March 11, 2011 In The Happiness Project, Gretchen Rubin takes a deliberate approach to a joyful life. She puts herself through a disciplined program to road-test the wisdom of the ages on achieving happiness in all areas — from work, marriage and money to fun and friendships. It debuts this week at No. 6.
March 4, 2011 Cultural historian Rebecca Solnit reinvents the atlas in her geographic exploration of the San Francisco Bay Area. With the help of artists, writers and cartographers, Solnit peels back the layers of the city, revealing its treasures and connections. Infinite City enjoys its second week on the list.

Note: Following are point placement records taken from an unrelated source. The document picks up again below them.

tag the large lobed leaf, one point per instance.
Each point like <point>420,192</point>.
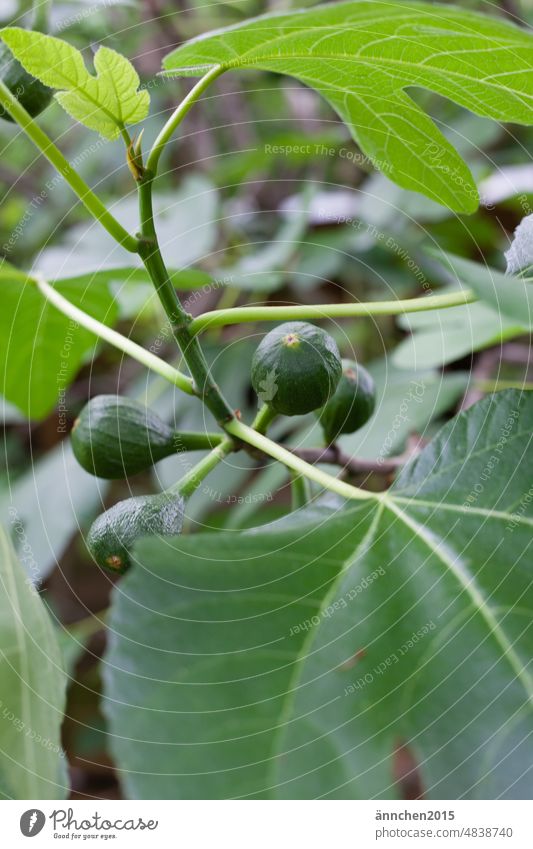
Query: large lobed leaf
<point>106,102</point>
<point>41,350</point>
<point>362,56</point>
<point>32,689</point>
<point>290,660</point>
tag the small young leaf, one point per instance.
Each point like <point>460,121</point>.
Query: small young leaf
<point>105,103</point>
<point>362,56</point>
<point>520,255</point>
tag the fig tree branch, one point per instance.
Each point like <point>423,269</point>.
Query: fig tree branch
<point>239,315</point>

February 25, 2011 Dogs may be man's best friend, but that doesn't mean we know that much about them. Psychologist and dog lover Alexandra Horowitz applies the science of animal behavior to discover what they know and how they think. Inside of a Dog spends its 20th week on the list.
February 18, 2011 Malcolm Gladwell brings together a collection of his writings from The New Yorker, addressing subjects as various and sundry as varieties of ketchup, the hazards of statistical reasoning and the history of hair dye. What the Dog Saw enjoys its ninth week on the list.
February 11, 2011 Investigative journalist Michael Lewis, a former Wall Street insider, unearths the roots of the financial crisis by following a handful of perceptive investors who saw it coming. The Big Short debuts at No. 2.